Likelihood of appearing in same submission

You didn't ask for this one, but I think it's important. Use the same approach as I suggested for comparing subreddit occurrence and extend that to submission ids for the comments you collect (and also each user's submissions). Additionally, given that there does exist overlap in the two users posting to the same submission, calculate the smallest time delta between the two users activity on submissions in which they both appear for all submission in which they appear together. Flag all of these submissions for more detailed investigation and calculate the mean shortest delta. You should also do something similar for the "replies to themselves" analysis: calculate the mean time it took for one user to respond to the other, given that they respond to each other.

"% chance" rating

Again, this is tough. The problem is that to really calibrate this score, you need known cases of sockpuppetry. But we can use outlier analysis as a proxy. For each of the above analyses that spits out a score, concatenate all the scores into a vector. Grab random users from r/all/new and calculate a score vector for each random pair of users so you have a distribution of these score vectors. Calculate the mean and estimate the covariance matrix for this distribution. Call these your "baseline" statistics. Now, when you have a pair of users you are suspicious of, calculate their "score" vector as above and calculate the mahalnobis distance[8] of the score vector relative to your baseline distribution to give you a score of how much of an outlier this pair is relative to what you observe at random. Pro-tip: augment your baseline by continuously scraping random pairs of users and building up your dataset. Scraping users will probably be a slow process, but the more data the better. So when you're not using your tool to investigate suspicious activity, set it to scrape random users so you can build up your baseline data. For any random user you pull down, you can permute their data against all of the other random users you've scraped data for (NB:*random* users. Don't add your "suspicious" users to this data set).

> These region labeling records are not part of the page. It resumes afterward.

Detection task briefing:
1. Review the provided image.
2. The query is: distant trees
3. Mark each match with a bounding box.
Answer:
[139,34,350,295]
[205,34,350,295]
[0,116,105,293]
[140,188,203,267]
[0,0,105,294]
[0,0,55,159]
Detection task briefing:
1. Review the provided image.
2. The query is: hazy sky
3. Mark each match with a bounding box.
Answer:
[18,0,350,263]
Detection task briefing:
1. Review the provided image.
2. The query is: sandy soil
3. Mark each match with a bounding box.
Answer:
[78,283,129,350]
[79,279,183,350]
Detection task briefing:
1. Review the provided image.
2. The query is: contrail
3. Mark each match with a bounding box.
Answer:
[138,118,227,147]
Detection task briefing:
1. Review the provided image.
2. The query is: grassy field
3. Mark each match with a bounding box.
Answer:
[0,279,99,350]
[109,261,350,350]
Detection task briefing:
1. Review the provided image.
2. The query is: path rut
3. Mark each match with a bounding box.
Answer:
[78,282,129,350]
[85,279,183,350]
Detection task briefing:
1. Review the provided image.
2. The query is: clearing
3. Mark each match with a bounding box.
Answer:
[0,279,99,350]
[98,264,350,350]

8: http://en.wikipedia.org/wiki/Mahalanobis_distance

Happy Hunting!

-- Your friendly neighborhood data scientist

Comment by c74 at 18/10/2014 at 06:55 UTC

30 upvotes, 0 direct replies

Trying to sort out sock puppets and people that upvote themselves/alternate accounts is not something that is easily identifiable as a moderator on reddit. The admins won't give that kind of access to mods... but in my experience they will give yes/no/questionable in most cases if you message them.

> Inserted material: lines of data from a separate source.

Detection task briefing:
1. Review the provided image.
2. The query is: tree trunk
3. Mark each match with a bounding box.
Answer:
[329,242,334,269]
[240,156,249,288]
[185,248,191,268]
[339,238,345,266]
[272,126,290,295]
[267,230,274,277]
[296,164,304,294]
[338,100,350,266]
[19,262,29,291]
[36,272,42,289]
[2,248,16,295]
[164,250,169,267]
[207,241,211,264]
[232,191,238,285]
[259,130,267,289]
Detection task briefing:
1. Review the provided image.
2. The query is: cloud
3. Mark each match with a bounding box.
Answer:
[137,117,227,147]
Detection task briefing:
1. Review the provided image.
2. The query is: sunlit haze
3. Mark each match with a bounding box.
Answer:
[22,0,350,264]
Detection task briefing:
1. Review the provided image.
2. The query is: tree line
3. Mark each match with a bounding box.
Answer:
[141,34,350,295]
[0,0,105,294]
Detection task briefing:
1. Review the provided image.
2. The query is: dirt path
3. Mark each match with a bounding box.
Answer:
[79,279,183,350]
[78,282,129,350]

If you recognize user x and user y for arguing about whatever issue... you might be taking reddit too seriously.

Political agendas, marketers, creative writers, trolls... it's all here.

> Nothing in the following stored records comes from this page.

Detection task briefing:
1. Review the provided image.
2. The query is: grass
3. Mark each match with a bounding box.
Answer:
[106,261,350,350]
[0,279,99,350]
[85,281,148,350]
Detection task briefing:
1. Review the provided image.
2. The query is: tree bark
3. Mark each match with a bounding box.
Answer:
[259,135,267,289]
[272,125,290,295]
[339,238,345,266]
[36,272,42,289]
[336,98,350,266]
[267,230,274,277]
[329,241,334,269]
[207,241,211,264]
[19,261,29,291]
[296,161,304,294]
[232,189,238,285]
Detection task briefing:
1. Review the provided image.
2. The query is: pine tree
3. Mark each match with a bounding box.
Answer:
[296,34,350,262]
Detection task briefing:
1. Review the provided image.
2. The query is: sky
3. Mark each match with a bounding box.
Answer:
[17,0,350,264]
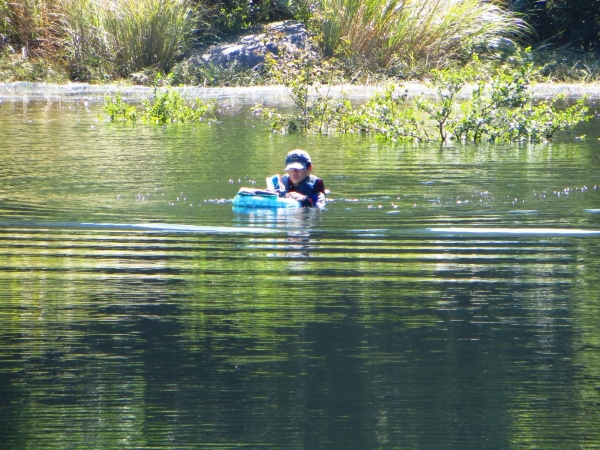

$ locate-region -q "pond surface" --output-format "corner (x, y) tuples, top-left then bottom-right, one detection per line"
(0, 100), (600, 450)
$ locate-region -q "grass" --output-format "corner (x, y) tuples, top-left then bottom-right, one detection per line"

Comment by [deleted] at 18/10/2014 at 06:42 UTC

3 upvotes, 1 direct replies

[deleted]

Comment by MartialWay at 18/10/2014 at 05:16 UTC

5 upvotes, 1 direct replies

You could make many a bot that would give you a "% chance" rating. None we would be as accurate as good moderator familiar with the sub, personalities, politics, and writing styles.

Comment by karmabreak at 18/10/2014 at 16:16 UTC

2 upvotes, 0 direct replies

Reddective (I don't have the URL and am on mobile) will show all that data you need and you just have to compare and judge yourself.

Comment by ky1e at 19/10/2014 at 00:13 UTC

2 upvotes, 0 direct replies

Here's some data I can think of that will help you make a case for spotting alts:

Comment by vvyn at 18/10/2014 at 09:05 UTC

1 upvotes, 0 direct replies

A user analysis between posting history, frequent words and time active is doable. There are already tools to extract that for a single user.

But it really won't be as conclusive as having concrete proof like vote manipulation that the admins can look into. The % you're looking for is just supporting a hunch but still doesn't make it a reliable piece of evidence.

Comment by [deleted] at 18/10/2014 at 14:43 UTC

1 upvotes, 0 direct replies

The only real way to know is to learn their written tics. Unless they're using usernames like werebear1 and werebear23, I certainly don't join and participate on the same subreddits when I make new accounts. And when I'm trolling, I always make sure to change something about my argument and language.